I figured I'd get more bites with lighter line since the water was crystal clear. I found a huge Red about 34 to 38 inches long hanging in a spot. I downsized to 10-lb test mono leader and pitched a shrimp to him. Instant hook up. The only problem was, he was sitting behind two pilings when I threw it to him so he instantly went around a piling when he felt the hook. I tried to play it but there is only so much you can do on 10-lb mono and barnacle covered pilings. I re-rigged with 30-lb floro leader and did a repeat, this time he broke my 20-lb PP main line on the barnacle encrusted piling. Also caught a ton of Mangos, which are about like catching pinfish as far as I'm concerned (a waste of bait):










My buddy Chris caught this Atlantic Sharpnose shark in the evening. 










That night I ventured out to the Ponce Jetty with some friends from Sunglow in the pitch black. Shortly after getting their I landed this 23" Redfish (fat and maybe pregnant) on live shrimp and the tail of outgoing tide. This little fish stripped drag for about 3 mins and was a fun fight on my new St.Croix:










Once the tide switched to incoming, the bite ended immediately. Not much else was caught, a lot of Blues pecking at bait. Rumor had it some Snook were caught earlier in the evening before I got there. Ended the evening with 1000 new bug bites and a lot of achin muscles


----------



## KodiakZach (Mar 16, 2005)

Went out about an hour ago to try and waste a dozen or so shrimp I had leftover from last night. W-O-W what a difference 12 hours can make. Yesterday and last night the ocean was flat as a lake and crystal clear. I was woken up this morning by the 20mph wind gusts and an ocean that is furious and dirty from the NNE wind. 

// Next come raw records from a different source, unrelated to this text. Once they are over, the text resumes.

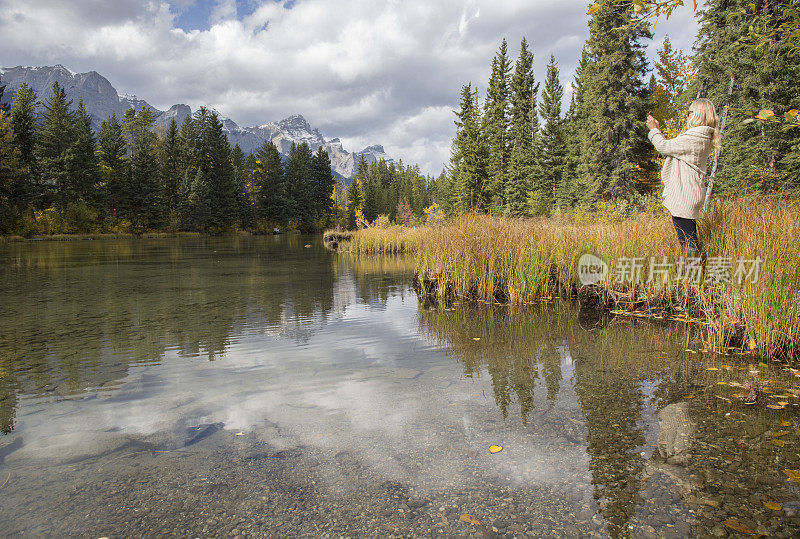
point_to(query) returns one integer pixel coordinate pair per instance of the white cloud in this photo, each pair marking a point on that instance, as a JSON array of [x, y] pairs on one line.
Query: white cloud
[[366, 71]]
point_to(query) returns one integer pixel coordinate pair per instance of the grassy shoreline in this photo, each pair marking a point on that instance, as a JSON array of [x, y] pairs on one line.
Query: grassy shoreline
[[517, 261]]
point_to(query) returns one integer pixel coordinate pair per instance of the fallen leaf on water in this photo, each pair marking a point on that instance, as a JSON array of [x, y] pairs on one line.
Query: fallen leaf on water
[[741, 527], [794, 475], [469, 518]]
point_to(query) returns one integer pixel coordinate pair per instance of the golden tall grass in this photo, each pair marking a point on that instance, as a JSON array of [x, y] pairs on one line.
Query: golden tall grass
[[521, 261]]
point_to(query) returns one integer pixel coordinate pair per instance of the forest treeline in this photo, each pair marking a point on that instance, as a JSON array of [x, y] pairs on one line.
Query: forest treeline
[[58, 176], [516, 152]]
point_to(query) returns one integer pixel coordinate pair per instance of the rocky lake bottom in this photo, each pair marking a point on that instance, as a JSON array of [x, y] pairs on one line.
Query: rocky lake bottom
[[257, 387]]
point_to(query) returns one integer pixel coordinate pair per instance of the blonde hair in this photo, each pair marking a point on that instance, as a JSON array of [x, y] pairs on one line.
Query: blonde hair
[[705, 114]]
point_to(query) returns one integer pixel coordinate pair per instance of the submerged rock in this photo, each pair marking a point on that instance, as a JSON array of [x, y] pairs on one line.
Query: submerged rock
[[676, 430]]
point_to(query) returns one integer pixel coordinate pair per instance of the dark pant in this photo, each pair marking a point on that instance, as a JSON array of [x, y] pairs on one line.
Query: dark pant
[[687, 232]]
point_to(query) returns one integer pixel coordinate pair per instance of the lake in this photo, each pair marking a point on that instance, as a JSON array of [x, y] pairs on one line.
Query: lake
[[264, 386]]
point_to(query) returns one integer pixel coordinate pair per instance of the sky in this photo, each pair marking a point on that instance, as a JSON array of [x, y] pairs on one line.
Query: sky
[[366, 71]]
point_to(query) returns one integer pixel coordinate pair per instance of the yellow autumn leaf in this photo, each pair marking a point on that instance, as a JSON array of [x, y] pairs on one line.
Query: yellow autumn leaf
[[794, 475], [470, 519], [740, 527]]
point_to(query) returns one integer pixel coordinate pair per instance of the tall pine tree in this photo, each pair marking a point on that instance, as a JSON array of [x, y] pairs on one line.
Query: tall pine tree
[[553, 140], [523, 118], [615, 152], [496, 126]]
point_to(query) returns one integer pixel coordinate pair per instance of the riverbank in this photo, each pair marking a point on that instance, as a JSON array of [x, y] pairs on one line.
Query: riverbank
[[124, 235], [744, 295]]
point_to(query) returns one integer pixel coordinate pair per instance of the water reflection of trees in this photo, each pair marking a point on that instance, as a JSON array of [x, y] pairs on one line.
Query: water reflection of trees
[[612, 361], [76, 315]]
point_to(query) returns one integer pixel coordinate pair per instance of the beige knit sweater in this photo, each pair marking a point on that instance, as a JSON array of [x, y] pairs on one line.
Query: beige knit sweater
[[684, 172]]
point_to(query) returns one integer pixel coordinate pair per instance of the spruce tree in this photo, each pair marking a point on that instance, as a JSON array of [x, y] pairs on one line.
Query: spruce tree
[[113, 166], [84, 171], [322, 182], [523, 115], [171, 165], [11, 177], [23, 124], [142, 200], [615, 152], [756, 155], [54, 147], [298, 183], [469, 157], [496, 127], [553, 139], [573, 189], [272, 203], [355, 202]]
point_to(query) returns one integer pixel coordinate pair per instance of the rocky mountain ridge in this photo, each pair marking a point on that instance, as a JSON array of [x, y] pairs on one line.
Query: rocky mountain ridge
[[101, 99]]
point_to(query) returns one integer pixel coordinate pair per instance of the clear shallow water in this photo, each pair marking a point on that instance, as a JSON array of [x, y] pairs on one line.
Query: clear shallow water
[[252, 386]]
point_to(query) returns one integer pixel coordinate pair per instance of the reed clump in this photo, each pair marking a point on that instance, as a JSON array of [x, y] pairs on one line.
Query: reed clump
[[740, 300]]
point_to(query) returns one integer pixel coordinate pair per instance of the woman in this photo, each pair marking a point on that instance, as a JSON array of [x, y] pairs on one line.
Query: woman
[[684, 172]]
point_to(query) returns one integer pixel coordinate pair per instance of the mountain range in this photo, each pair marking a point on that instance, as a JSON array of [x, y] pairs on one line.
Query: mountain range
[[101, 99]]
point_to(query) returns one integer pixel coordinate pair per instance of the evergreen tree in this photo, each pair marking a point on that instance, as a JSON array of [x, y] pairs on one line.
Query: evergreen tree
[[23, 124], [298, 183], [113, 166], [241, 181], [11, 176], [272, 203], [54, 147], [323, 182], [84, 171], [213, 154], [171, 165], [469, 157], [355, 202], [523, 115], [573, 189], [142, 195], [756, 155], [553, 139], [3, 106], [496, 127], [615, 152]]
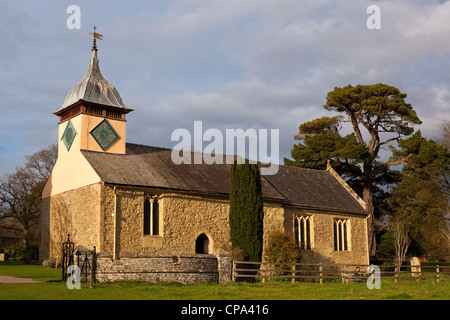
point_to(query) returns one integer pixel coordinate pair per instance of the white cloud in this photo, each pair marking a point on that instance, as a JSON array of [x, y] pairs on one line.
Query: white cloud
[[237, 64]]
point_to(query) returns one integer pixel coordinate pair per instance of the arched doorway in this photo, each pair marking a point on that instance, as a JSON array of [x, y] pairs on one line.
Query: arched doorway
[[202, 244]]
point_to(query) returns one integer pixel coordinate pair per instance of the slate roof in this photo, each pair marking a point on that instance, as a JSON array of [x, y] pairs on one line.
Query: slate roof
[[6, 234], [147, 166]]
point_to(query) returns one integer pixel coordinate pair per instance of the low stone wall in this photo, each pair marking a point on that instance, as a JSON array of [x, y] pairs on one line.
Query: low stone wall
[[184, 268]]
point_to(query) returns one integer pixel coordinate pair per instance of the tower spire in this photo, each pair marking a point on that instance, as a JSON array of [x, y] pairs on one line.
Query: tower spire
[[96, 36]]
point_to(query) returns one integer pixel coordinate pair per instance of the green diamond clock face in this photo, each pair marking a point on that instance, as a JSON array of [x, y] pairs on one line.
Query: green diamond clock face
[[68, 135], [104, 134]]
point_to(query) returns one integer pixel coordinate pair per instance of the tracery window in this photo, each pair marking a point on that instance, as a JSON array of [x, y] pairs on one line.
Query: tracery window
[[341, 234], [303, 231], [151, 216]]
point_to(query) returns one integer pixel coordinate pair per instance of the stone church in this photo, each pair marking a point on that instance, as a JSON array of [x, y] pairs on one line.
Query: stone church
[[128, 199]]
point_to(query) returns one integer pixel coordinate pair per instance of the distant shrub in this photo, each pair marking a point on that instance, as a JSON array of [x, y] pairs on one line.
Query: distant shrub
[[19, 252]]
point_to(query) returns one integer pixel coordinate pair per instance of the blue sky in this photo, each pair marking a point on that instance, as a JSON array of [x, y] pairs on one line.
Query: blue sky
[[232, 64]]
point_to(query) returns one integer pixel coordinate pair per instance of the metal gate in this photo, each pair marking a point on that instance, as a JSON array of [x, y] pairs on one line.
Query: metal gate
[[67, 256], [83, 258]]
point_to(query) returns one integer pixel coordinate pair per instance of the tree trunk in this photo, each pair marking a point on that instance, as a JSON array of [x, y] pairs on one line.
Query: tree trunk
[[368, 200]]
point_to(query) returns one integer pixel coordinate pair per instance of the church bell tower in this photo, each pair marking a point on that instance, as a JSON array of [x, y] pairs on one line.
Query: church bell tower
[[92, 116]]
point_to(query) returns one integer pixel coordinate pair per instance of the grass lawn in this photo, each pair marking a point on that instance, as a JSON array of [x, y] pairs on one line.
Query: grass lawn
[[52, 288]]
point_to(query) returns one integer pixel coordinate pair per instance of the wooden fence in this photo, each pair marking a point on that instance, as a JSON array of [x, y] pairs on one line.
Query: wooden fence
[[264, 271]]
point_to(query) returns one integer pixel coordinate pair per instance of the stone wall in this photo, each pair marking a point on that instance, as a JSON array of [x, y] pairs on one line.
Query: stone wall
[[152, 267], [74, 212], [322, 234]]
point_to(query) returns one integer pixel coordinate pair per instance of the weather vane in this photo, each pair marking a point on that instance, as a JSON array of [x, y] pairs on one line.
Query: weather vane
[[96, 36]]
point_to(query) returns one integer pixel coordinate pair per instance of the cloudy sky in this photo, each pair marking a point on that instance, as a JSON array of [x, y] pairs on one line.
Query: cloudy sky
[[232, 64]]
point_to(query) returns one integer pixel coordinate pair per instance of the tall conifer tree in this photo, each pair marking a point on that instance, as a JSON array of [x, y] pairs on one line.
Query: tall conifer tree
[[246, 210]]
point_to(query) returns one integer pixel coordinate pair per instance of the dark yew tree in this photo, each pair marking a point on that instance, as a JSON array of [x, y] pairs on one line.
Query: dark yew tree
[[246, 210]]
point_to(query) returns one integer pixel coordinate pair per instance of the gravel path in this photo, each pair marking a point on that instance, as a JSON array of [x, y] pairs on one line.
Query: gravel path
[[8, 279]]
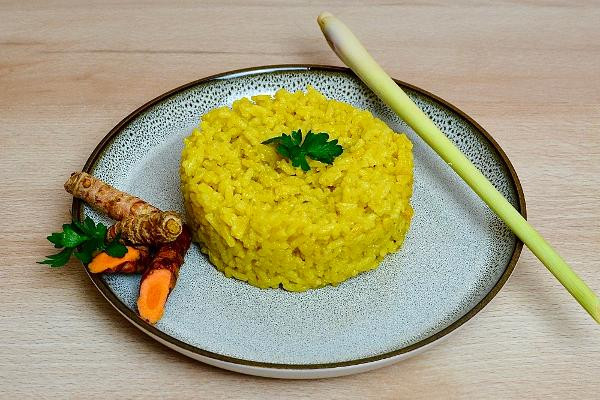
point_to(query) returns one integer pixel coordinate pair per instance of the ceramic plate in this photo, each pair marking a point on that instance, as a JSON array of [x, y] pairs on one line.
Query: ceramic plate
[[456, 257]]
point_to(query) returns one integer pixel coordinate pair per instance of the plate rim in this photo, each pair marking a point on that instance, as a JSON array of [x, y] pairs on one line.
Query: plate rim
[[131, 316]]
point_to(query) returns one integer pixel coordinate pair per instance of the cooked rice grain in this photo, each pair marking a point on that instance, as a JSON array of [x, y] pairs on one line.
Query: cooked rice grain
[[263, 221]]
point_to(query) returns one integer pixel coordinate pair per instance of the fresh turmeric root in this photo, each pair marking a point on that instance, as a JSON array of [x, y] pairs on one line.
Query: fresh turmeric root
[[138, 222], [105, 198], [151, 229], [161, 276], [135, 260]]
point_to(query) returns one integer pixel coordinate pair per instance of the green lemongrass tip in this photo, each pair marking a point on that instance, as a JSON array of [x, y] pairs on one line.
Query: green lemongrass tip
[[354, 55]]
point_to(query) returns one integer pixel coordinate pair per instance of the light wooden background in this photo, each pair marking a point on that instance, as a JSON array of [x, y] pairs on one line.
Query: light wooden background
[[529, 72]]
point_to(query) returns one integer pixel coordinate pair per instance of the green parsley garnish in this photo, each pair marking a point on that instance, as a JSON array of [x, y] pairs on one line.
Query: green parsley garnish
[[315, 146], [82, 239]]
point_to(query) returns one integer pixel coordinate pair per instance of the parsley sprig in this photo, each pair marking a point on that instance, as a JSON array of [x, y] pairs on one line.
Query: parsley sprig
[[315, 145], [82, 239]]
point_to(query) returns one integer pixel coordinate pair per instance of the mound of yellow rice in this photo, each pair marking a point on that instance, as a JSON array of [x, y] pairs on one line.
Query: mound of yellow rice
[[265, 222]]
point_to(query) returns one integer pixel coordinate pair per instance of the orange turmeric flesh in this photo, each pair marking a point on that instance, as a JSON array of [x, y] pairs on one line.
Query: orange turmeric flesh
[[133, 261], [154, 291], [161, 276]]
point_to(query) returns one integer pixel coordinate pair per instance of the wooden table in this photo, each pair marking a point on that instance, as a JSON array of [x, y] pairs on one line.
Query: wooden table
[[70, 70]]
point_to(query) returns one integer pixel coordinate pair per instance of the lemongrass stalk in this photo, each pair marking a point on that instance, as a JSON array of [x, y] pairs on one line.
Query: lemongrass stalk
[[354, 55]]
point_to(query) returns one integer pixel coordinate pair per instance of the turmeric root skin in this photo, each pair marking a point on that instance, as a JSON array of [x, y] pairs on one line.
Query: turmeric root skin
[[161, 276], [151, 229], [135, 260], [105, 198]]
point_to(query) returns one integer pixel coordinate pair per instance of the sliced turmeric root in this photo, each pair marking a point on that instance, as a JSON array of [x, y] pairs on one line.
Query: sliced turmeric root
[[135, 260], [161, 276], [154, 291]]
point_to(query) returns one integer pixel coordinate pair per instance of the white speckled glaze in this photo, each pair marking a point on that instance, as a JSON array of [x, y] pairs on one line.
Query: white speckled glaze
[[454, 255]]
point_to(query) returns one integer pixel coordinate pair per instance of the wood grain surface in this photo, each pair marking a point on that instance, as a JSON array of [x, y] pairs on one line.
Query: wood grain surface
[[528, 71]]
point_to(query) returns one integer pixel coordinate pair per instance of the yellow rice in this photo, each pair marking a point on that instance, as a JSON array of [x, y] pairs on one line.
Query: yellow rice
[[267, 223]]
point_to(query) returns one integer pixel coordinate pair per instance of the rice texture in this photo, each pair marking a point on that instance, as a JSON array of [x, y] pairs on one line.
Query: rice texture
[[265, 222]]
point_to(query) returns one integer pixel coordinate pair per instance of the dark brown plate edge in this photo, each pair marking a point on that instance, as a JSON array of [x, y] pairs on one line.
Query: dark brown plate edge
[[77, 211]]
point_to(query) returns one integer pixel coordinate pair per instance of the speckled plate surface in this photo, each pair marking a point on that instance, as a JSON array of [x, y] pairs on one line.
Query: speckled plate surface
[[456, 256]]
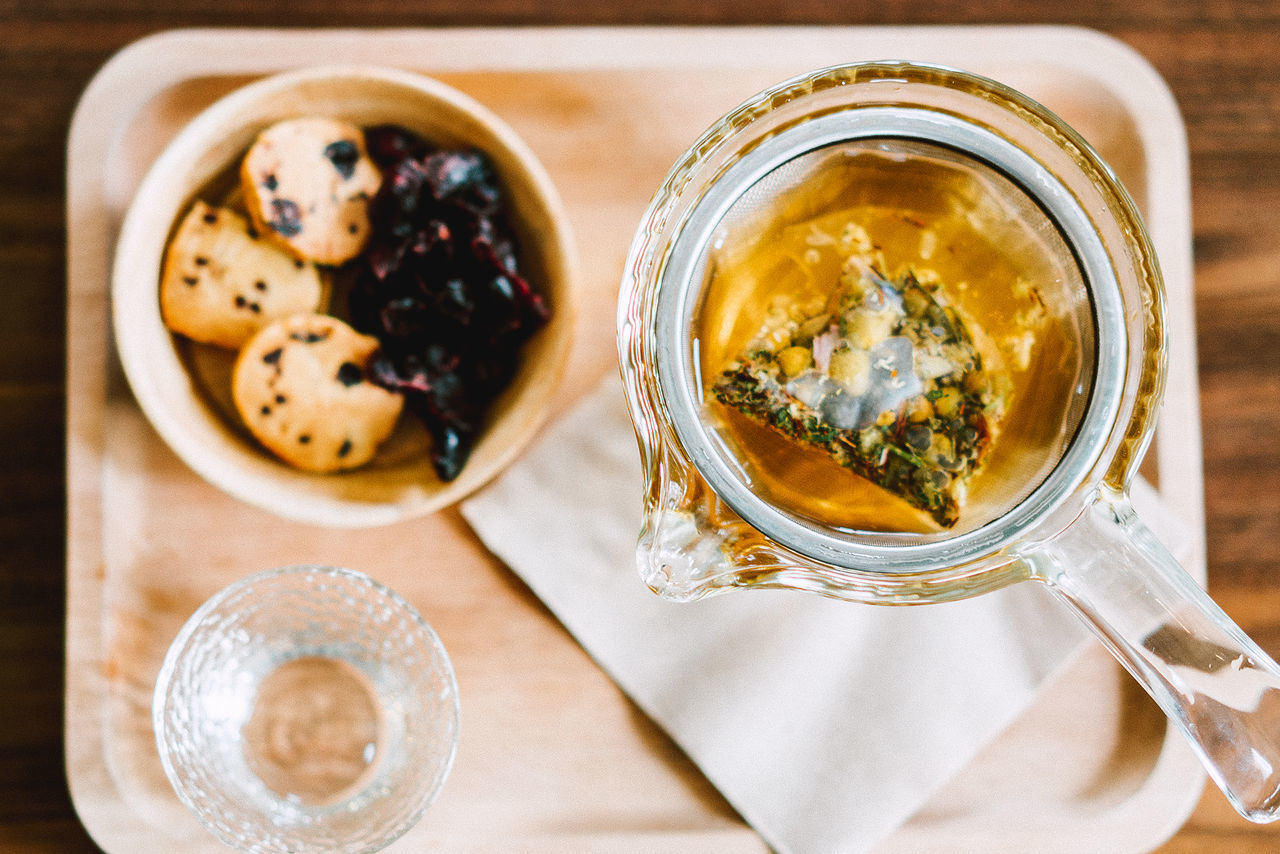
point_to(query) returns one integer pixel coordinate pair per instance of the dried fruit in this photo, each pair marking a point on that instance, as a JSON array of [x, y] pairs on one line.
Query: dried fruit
[[439, 287]]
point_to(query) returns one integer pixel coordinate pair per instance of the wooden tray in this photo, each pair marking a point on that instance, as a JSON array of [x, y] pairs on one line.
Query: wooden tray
[[553, 757]]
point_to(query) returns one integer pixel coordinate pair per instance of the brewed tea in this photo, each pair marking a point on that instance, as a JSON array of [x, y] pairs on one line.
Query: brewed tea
[[892, 342]]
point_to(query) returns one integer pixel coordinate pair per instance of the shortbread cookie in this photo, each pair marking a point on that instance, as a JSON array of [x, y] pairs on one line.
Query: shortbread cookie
[[307, 183], [220, 284], [300, 386]]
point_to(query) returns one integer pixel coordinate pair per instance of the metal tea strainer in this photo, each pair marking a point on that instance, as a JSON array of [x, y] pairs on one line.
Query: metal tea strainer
[[1059, 512]]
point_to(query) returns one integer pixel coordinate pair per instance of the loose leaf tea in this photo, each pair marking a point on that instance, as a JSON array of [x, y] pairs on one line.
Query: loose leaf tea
[[883, 378], [439, 287]]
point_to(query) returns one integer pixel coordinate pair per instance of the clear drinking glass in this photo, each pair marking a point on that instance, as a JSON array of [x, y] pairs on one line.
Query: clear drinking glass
[[1055, 508], [306, 708]]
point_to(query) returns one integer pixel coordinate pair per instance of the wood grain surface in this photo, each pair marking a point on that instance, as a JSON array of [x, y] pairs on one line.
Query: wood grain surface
[[1219, 58]]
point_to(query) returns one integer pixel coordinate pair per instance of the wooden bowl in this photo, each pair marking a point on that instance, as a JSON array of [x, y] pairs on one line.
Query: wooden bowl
[[183, 388]]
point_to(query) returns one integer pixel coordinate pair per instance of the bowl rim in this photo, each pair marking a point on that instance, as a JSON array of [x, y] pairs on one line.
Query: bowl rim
[[200, 437]]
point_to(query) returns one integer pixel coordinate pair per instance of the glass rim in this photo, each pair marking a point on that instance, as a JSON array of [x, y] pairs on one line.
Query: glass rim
[[182, 644], [1106, 427]]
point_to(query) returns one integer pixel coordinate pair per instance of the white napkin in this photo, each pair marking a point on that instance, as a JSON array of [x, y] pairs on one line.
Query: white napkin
[[824, 724]]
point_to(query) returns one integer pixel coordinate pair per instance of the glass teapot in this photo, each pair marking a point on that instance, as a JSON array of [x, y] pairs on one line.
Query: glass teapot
[[732, 242]]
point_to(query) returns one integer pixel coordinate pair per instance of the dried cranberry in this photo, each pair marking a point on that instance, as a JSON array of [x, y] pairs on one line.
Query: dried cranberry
[[440, 288]]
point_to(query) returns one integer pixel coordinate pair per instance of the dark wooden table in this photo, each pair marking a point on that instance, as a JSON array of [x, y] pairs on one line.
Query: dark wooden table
[[1221, 60]]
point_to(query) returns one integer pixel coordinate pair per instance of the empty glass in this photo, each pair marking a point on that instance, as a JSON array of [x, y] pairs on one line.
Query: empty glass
[[306, 708]]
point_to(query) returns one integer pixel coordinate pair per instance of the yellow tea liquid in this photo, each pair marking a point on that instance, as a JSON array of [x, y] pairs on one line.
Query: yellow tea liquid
[[1004, 268]]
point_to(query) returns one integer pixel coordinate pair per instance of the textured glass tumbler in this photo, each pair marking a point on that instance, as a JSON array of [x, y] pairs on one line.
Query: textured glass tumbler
[[306, 708]]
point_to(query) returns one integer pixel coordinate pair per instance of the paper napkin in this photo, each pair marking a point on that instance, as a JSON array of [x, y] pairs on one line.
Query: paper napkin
[[824, 724]]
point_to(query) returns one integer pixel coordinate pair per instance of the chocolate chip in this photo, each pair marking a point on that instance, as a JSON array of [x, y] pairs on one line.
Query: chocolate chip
[[350, 374], [286, 217], [343, 155]]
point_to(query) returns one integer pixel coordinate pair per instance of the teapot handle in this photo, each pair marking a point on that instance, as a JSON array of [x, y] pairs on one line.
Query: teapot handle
[[1217, 686]]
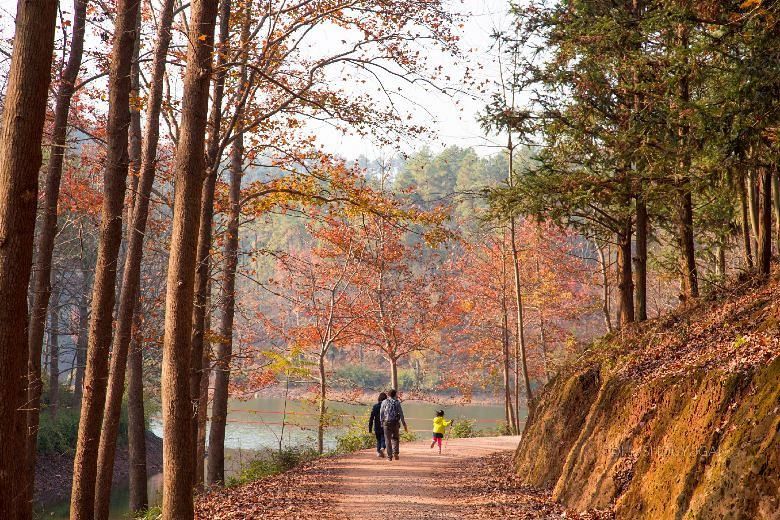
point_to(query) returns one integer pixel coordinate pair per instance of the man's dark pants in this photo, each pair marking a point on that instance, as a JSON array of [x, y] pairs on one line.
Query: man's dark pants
[[392, 436], [380, 439]]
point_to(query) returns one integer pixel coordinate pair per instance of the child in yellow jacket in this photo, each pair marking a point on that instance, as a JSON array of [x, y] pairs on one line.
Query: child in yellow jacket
[[439, 427]]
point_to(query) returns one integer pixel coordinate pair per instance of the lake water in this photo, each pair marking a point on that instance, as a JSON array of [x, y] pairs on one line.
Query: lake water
[[259, 424]]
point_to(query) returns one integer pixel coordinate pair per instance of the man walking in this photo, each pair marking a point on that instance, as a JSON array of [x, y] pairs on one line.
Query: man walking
[[392, 417], [376, 425]]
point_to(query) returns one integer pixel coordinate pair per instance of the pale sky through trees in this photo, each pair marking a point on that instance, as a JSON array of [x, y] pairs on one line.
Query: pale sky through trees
[[452, 119]]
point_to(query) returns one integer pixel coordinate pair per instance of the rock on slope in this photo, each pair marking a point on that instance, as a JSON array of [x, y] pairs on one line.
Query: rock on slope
[[678, 419]]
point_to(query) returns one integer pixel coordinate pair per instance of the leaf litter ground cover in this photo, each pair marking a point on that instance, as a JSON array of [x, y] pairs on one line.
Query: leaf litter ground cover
[[474, 479]]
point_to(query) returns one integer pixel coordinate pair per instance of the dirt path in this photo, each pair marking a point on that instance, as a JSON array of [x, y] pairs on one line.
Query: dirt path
[[416, 486], [474, 479]]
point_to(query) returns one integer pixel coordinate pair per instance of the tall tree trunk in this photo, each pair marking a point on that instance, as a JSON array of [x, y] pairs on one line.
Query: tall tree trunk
[[54, 351], [41, 287], [393, 372], [625, 278], [752, 199], [509, 409], [776, 203], [188, 179], [128, 294], [21, 131], [640, 259], [144, 154], [765, 221], [542, 332], [720, 260], [81, 342], [604, 261], [82, 501], [685, 236], [136, 427], [745, 225], [200, 455], [224, 355], [202, 274], [322, 403], [519, 332], [690, 279]]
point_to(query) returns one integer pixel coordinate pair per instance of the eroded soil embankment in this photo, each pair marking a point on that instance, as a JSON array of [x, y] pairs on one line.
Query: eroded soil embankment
[[682, 420]]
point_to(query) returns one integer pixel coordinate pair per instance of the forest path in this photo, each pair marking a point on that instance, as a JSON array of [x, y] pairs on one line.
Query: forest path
[[419, 485], [473, 479]]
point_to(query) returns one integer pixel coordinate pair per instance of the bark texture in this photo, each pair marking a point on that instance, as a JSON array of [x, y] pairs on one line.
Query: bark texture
[[136, 428], [625, 279], [224, 354], [188, 178], [144, 154], [21, 131], [54, 352], [41, 286], [765, 221], [110, 237], [202, 275], [640, 259]]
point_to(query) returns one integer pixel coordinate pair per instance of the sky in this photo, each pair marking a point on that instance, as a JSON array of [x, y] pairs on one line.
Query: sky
[[451, 118]]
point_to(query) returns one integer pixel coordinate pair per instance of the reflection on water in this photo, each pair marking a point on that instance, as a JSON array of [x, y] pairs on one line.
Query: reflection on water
[[262, 423]]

So I went and fished the flat bridge by Aunt Catfish and caught 1 small Jack, 1 Flounder, and 1 Mango. I left the phone in the car so no pics. Not too exciting, but I am itching to go fishin and don't know where. It looks like the HOT bite all week at Ponce and NSB has shutdown since I came out here to fish this weekend. =(


----------



## Surf Fish (Dec 16, 2005)

Since you post the most fishing reports, with the most pictures, and the best stories (glad you got your bobber back), I think we need to chip in and get you a camera for Christmas. Them blurry cell phone fish are hard to identify


----------